For context, yes -- Chilmark is where the Prez is taking his summer vacation.
The Vineyard's militant environmentalism can seem affected. After all, though it is bad form here to flaunt wealth, an awful lot of these oh-so-casual people at the farmers' markets and art galleries are gazillionaires.
But, as a leader of the Wampanoag tribe remarks in the film, there is something magical about the land here -- all the rich white interlopers may not know what it is, but he is confident they feel it.
In Chilmark, gentrification takes the form of affluent newcomers building McMansion trophy homes with over 10,000 square feet of living space, home movie theaters, tennis courts and pools, all of which they occupy only a month or so a year. The building boom makes steady employment for construction workers, contractors, and builders; supports a small professional stratum of architects, bureaucrats and middle-class service providers; and shocks and horrifies longtime residents who choose life on the island because they seek a less ostentatious life in a bucolic setting.
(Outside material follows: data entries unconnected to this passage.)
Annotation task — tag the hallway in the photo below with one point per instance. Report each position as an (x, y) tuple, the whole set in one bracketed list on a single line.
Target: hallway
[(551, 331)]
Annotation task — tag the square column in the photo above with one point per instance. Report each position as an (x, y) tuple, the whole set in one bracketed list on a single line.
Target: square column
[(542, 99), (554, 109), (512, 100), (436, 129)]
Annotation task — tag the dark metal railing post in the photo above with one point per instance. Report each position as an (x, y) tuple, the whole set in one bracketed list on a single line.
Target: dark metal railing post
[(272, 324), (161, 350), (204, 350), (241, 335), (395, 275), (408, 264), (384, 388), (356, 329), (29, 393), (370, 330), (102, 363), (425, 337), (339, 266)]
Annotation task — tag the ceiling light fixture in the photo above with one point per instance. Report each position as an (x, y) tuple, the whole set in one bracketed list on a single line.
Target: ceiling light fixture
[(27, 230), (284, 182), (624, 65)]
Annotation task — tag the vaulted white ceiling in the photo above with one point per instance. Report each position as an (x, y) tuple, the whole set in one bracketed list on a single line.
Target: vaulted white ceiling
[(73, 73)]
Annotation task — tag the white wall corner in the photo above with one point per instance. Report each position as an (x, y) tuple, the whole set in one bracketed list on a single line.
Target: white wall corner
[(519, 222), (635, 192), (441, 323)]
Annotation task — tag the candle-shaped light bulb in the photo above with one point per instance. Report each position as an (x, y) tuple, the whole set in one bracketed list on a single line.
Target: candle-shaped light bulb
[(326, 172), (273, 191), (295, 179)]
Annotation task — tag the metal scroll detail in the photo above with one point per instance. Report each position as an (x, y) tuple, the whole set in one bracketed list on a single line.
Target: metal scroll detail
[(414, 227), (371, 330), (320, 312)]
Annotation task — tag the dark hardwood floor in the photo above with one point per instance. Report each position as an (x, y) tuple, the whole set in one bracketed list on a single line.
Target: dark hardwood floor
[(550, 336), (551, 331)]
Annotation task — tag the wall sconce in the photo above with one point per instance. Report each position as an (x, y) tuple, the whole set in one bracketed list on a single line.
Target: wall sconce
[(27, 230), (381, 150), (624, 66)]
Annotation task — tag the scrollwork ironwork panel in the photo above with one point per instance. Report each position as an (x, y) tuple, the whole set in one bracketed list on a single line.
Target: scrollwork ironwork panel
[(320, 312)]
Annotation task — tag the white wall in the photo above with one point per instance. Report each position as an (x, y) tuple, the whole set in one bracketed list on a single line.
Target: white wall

Some people are born in this lovely place, but they are a dwindling minority.
Bena chronicles the long civic discussion/struggle that led to a democratic decision to prevent the building of monster houses. Though pretty much everyone in the film qualifies as a privileged winner in this society, the elements of the process are analogous to gentrification conflicts everywhere: when big money obliviously tramples communities, it can take years of hard conversations before people will risk acrimonious conflict in order to say "no."
At least Chilmark's voters may be able to make their decision to curb development stick. This is not often the case when people fight to preserve their homes. The film smartly warns in its conclusion that the struggle never really ends. That's a sad truth that needs re-emphasis after any organizing victory.